The Innocence Project was born out of a study conducted by the United States Department of Justice and the United States Senate, together with the Benjamin N. Cardozo School of Law at Yeshiva University, which revealed that incorrect identification by eyewitnesses was a factor in more than 70% of wrongful convictions. This led to the formation of a small team of lawyers, volunteers, and students who began to address innovative legal cases to release the wrongfully convicted as a law clinic at the Cardozo Law School. With the support of a group of philanthropists, the Innocence Project became an independent nonprofit organization in 2004 and is still affiliated with Cardozo today. The Innocence Project organizations review the evidence they receive and, in some cases, DNA tests analyzed confirm that the right person is in prison.
Each year, Cincinnati Law's Ohio Innocence Project, which is among the most successful projects of the Innocence Network, selects a team of 20 law students, most of whom are in their second year, to serve as fellows.
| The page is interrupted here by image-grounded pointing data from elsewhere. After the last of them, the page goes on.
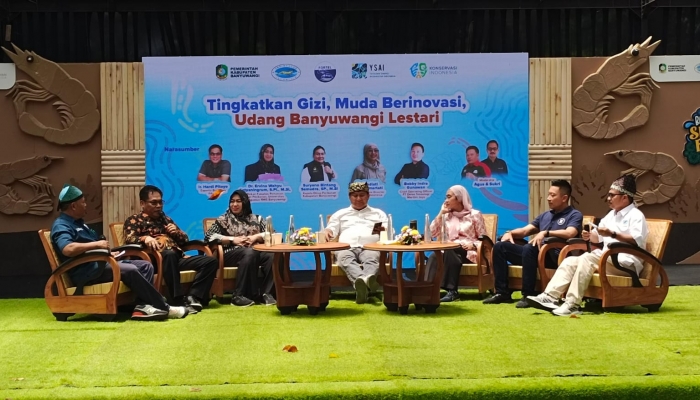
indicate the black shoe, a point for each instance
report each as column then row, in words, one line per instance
column 268, row 300
column 522, row 303
column 498, row 298
column 241, row 301
column 452, row 295
column 194, row 303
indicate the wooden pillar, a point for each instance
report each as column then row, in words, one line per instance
column 123, row 140
column 550, row 128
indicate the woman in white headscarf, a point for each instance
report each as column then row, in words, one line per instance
column 370, row 168
column 464, row 226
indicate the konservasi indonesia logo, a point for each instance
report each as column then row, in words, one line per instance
column 419, row 70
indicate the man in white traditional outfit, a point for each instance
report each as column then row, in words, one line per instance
column 355, row 225
column 624, row 223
Thanks to their success, projects on innocence have received an avalanche of requests for representation submitted by prisoners who claim to have been wrongfully convicted. Maurice Hastings, who was unjustly imprisoned for 38 years and was released thanks to the work of the Los Angeles Innocence Project at Cal State LA, was found not guilty on Wednesday. Maurice Hastings, a 69-year-old man who was unjustly imprisoned for 38 years, was released last week after the results of a new DNA test presented by Cal State LA's Los Angeles Innocence Project (LAIP) conclusively indicated the existence of another suspect. Other policy measures advocated by projects on innocence include the modification of the procedures for identifying eyewitnesses, the preservation and analysis of DNA evidence, and the creation of funds to compensate those exonerated. The LAIP of Cal State, Los Angeles, will be the first innocence project of the Innocence Network to be incorporated into an academic forensic science program in the United States.
Marcus Sapp became the 39th person wrongfully convicted at large as a result of the work of the Ohio Innocence Project. The Innocence Project Northwest is a member of the Innocence Network, an organization that connects nearly 70 organizations working for innocence around the world. Charles Jackson, exonerated from the Ohio Innocence Project, talks to WKYC-TV in Cleveland about his freedom and his future after losing nearly three decades after being wrongfully convicted behind bars. In 1997, Professor Jacqueline McMurtrie founded the Northwest Innocence Project at the University of Washington Law School, which has been responsible for exonerating 14 people wrongfully convicted in Washington State. The mandatory recording of interrogations helps defense attorneys and organizations that defend innocence projects to obtain evidence of confessions obtained under duress. In 1992, Barry Scheck and Peter Neufeld founded The Innocence Project to be able to work on wrongful convictions in a more systematic way.
Both The New York Innocence Project and The Northwest Innocence Project have advocated for policy changes.